BOULTER: What has to come out of this, still, is accountability for decisions physicians make. What worries me is that there will be a view among physicians that they've won. They won't have to call the 800 number, but they still are going to be accountable for their performance.

LAMB: Our notion of quality and accountability is going to be redefined over the next couple of years, with the upswing in the premium cycle. Quality didn't differentiate plans when prices were stable, and I think that has a lot to do with Bill's point, that docs are in multiple networks.


Toan: The network model is fatally flawed, and something has to change to fix it. One physician I know is in 23 health plans, and he asks a valid question: Why are there 23 sets of rules for how I get a woman admitted for a hysterectomy?


TOAN: The network model is fatally flawed and something has to change to fix it. One [physician I know] is in 23 plans, and he asked a very valid question: Why are there 23 different sets of rules for how I get a woman admitted for a hysterectomy? Shouldn't the science be the same, regardless of health plan? Plans ought to compete on customer service or price. If we're going to keep networks, we're going to have to find consistency in the medical model, so it doesn't matter which plan you're in as to what the rules are for a hysterectomy.

BOULTER: The chief medical officers of competing plans in Massachusetts two years ago formed their own independent company. By doing this, they were able to do things like common credentialing forms, common preventive guidelines, common disease management guidelines — all things that make life for physicians easier but offer no competitive advantages for health plans and are costly. That brings up collaboration. Finally, we're moving to collaboration with public health to get health plans to deal with the fundamentals — obesity, smoking, these things. Single health plans cannot deal with that.

CROOKS: [Takes a question from the audience.]

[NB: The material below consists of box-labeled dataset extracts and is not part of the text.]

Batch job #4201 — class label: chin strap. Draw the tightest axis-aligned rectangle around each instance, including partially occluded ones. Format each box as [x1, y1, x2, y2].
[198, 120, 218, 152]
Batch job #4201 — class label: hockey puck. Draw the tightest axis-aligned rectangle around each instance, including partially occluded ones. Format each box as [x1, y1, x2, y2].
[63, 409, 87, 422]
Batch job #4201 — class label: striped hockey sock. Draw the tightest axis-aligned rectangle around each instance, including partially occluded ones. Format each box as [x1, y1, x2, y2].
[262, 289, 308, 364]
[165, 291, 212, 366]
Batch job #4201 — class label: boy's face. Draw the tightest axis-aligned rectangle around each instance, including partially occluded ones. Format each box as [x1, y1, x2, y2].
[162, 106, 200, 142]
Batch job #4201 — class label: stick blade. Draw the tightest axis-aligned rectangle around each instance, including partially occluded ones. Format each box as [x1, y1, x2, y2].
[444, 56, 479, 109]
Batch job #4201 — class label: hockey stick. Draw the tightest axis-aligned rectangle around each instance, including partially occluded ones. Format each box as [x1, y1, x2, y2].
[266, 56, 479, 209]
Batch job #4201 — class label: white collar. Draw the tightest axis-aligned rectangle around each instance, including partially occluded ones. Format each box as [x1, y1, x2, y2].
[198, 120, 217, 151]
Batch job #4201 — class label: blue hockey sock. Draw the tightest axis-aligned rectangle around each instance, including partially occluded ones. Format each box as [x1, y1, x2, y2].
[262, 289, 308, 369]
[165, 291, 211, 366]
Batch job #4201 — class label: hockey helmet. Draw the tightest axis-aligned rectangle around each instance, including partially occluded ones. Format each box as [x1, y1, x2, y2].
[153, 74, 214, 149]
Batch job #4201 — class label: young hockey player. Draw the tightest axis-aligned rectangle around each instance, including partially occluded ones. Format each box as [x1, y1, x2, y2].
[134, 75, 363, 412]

QUESTION: Between public perception issues, the threat of class-action lawsuits, the United decision, and the fact that medical groups are going bankrupt because the prices have already been driven so low, managed care has lost most of its fundamental tools. What is the "end game?" And are employers and the government going to tolerate [resultant] 15-percent increases again?

GORMAN: What struck me when I heard Dr. Sullivan speak was that public health is an incredibly important part of our health system. It used to be what the system was all about. After World War II, we entered a period of what I call private health — we now take care of individuals' diseases, rather than eradicate epidemic-type things. But to have private health, it has to be in the context of public health. I think where we're heading is personal health, which has very little to do with public at all, and a system where patients will be given money and left to figure it out, because the system will be unable to agree how to provide health care collectively. That will change their behavior, and it will change the doctors' behavior, because if the person writes a check to the doctor, he'll be more aware of what they're getting.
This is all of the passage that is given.